How email incidents happen
Email is designed to be highly accessible. You can log in from your computer, your phone, your tablet, or via a web browser from anywhere in the world. But this online accessibility also means that anyone who can guess, crack, or steal your password can log in to your email account to send and receive messages on your behalf. Short, common, guessable, or reused passwords are commonly exploited by cyber criminals to steal personal information or tamper with payment requests.
It would be a mistake to assume that email compromise attacks are all cyber security incidents and are therefore highly sophisticated and technical. In many cases fraudsters will simply register domains similar to a genuine domain (think ‘comnbank.com.au’) in a bid to trick victims into thinking that their emails are legitimate. Attackers can also ‘spoof’ the email sender address to trick your clients into thinking that they’re communicating with you or another trusted party. The solutions, technologies called Sender Policy Framework (SPF) and Domain-based Message Authentication Reporting and Conformance (DMARC), are not always enabled for many businesses.
An astounding 38% of data breaches Australia-wide don’t even involve a malicious actor.2 Data leaks like these happen because senders forget to double-check email addresses, fail to encrypt sensitive information properly, or don’t apply the correct controls around sensitive data.
A percentage of the billions of emails sent each day are malicious ‘phishing’ emails containing malware, spyware, or links to credential harvesting websites. Victims who open attachments, download malware, or enter credentials into malicious websites give criminals an opportunity to access their inbox.
Locking down your inbox
Here are some simple steps you can take right now to make your communications more secure.
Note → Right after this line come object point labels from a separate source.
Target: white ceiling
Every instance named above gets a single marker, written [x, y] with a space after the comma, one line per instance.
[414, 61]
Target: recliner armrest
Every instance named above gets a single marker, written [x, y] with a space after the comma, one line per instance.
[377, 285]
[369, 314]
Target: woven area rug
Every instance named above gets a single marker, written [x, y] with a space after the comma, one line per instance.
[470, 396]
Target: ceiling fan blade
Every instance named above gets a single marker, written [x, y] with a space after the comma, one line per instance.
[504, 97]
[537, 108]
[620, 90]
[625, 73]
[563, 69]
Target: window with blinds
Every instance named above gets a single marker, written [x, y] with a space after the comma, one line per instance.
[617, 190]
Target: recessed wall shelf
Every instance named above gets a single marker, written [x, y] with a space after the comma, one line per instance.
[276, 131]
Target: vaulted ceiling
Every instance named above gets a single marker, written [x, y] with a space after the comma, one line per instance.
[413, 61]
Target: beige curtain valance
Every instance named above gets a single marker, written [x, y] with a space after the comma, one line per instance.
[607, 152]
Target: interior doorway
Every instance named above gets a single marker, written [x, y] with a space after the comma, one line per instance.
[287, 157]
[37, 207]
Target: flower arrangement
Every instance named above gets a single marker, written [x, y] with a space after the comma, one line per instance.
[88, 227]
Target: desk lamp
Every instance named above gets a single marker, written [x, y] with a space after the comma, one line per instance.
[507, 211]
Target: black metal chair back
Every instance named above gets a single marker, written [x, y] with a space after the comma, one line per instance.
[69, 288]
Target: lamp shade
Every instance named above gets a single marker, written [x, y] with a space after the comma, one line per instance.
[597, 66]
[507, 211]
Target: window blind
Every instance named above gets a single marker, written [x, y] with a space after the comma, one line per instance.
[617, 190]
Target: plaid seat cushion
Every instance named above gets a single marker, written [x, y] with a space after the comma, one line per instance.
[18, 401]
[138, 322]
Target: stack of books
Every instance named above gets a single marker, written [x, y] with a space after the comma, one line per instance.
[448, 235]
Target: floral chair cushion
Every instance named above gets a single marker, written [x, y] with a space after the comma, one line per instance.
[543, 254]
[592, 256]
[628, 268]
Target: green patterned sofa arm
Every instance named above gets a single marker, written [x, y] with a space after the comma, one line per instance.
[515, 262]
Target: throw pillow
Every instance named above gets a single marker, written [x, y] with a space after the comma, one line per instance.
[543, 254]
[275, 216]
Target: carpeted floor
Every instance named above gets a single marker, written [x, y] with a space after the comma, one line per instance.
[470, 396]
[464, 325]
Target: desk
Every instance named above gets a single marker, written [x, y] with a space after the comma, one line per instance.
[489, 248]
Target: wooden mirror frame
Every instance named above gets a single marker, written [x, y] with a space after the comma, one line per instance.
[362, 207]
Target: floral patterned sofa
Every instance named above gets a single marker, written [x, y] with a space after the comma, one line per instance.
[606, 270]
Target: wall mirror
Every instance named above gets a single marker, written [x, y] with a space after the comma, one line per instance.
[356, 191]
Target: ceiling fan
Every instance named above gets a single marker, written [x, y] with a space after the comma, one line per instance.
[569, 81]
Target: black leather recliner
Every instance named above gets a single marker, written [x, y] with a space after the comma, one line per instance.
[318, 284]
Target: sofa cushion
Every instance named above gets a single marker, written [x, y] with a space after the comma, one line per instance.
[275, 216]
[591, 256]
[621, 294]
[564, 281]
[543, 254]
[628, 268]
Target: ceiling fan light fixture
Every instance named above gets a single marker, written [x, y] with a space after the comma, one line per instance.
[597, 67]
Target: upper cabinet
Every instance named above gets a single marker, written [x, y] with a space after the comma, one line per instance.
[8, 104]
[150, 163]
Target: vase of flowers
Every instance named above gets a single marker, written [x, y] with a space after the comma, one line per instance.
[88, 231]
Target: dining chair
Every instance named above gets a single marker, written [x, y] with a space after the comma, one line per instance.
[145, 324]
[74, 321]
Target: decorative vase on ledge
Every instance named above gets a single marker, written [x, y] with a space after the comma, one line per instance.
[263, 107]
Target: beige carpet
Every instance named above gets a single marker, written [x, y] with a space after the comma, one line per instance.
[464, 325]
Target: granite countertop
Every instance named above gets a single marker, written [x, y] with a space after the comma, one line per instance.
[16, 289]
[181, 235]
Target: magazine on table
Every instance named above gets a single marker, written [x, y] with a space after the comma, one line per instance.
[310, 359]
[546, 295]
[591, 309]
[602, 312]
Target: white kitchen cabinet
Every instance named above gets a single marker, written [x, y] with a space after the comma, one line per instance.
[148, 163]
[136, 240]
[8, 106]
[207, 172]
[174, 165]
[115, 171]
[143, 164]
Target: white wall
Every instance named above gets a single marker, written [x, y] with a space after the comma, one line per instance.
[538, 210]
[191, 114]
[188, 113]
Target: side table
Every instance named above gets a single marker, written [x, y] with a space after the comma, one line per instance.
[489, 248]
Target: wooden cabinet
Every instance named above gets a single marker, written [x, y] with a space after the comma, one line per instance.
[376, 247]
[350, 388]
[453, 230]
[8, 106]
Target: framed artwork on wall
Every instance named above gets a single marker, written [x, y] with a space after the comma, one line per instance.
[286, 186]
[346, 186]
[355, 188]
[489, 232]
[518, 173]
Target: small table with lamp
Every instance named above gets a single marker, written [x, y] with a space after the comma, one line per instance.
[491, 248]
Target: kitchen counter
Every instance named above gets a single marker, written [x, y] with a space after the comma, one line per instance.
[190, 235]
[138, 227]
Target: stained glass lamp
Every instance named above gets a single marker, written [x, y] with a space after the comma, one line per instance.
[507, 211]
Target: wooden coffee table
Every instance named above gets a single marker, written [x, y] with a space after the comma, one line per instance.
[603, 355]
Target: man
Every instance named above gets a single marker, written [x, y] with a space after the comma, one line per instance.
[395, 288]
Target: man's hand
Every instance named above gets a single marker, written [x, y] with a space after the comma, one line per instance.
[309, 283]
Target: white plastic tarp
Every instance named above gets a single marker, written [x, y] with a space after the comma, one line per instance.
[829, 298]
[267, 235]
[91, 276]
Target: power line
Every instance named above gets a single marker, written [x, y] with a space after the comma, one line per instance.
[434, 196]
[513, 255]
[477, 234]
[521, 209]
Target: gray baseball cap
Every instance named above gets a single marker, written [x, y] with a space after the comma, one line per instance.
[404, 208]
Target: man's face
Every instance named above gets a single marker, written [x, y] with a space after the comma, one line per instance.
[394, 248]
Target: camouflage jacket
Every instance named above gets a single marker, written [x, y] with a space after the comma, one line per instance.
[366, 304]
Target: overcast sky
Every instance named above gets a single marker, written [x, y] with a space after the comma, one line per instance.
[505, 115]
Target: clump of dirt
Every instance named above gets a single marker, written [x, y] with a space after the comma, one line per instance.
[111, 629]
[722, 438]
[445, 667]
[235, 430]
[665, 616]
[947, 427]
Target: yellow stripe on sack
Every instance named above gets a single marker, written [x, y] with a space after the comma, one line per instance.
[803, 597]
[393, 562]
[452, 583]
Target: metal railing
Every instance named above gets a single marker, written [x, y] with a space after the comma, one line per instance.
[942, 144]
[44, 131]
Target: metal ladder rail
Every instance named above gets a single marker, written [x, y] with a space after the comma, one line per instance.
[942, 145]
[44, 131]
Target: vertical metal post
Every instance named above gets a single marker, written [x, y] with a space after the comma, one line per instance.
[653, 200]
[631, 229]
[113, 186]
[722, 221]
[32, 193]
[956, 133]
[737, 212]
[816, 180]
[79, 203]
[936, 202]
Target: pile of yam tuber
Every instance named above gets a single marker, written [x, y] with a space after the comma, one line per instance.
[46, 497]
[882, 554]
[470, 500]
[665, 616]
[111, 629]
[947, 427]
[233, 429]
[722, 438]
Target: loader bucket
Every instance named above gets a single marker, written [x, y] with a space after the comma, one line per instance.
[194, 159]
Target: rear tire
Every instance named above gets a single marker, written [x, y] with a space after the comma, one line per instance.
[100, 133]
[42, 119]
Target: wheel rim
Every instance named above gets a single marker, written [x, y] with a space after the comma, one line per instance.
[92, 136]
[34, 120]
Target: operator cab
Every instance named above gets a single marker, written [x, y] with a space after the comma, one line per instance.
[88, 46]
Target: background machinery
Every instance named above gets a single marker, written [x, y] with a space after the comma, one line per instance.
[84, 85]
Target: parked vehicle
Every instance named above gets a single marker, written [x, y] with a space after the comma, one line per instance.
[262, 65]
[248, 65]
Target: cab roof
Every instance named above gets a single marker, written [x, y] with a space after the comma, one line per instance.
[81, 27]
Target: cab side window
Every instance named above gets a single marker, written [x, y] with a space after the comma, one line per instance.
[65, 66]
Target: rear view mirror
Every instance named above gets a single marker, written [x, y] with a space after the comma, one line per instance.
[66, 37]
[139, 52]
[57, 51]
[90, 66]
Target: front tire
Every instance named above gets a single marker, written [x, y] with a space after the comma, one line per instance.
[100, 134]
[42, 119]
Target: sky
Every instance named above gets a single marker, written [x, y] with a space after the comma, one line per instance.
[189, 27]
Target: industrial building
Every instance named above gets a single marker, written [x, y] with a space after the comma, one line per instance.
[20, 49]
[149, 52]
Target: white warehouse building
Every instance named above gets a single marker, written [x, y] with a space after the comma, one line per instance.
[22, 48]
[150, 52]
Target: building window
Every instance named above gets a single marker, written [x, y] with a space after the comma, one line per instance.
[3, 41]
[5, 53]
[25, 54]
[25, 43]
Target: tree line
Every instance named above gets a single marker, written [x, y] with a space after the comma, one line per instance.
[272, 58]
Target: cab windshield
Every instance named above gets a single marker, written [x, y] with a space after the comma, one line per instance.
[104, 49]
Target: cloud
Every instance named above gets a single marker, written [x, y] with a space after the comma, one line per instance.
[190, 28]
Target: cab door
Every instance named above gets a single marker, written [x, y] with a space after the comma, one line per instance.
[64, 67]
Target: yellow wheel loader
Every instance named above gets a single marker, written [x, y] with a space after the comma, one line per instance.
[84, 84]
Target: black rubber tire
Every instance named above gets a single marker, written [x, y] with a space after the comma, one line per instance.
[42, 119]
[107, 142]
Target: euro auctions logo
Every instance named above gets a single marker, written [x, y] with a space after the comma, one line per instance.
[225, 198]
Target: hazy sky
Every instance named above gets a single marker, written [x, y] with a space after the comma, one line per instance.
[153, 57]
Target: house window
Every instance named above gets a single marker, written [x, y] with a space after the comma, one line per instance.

- Set up multifactor authentication (MFA) for your email account. Rather than relying on a password alone, MFA ensures that no one can log into your email account without also providing a second-factor of authentication – usually a code generated by an app on your phone. MFA is free and only takes a minute to set up.
- Consider investing in a secure way to transfer files. Tools that allow clients to upload documents directly can remove or reduce the need for email and all of its associated risks.
- Develop a level of healthy scepticism about email. A benign-looking email could be from a criminal. An email from your client could actually be from an attacker lurking in their inbox. Navigate to websites rather than clicking on email links, and talk to your staff, business partners, clients, and suppliers about the dangers of email fraud.
- Mitigate the risks of email fraud by calling clients to verify account numbers and payment instructions. Delete sensitive information from your inbox when it’s no longer needed, and investigate other options for sharing sensitive data rather than putting all your faith in email.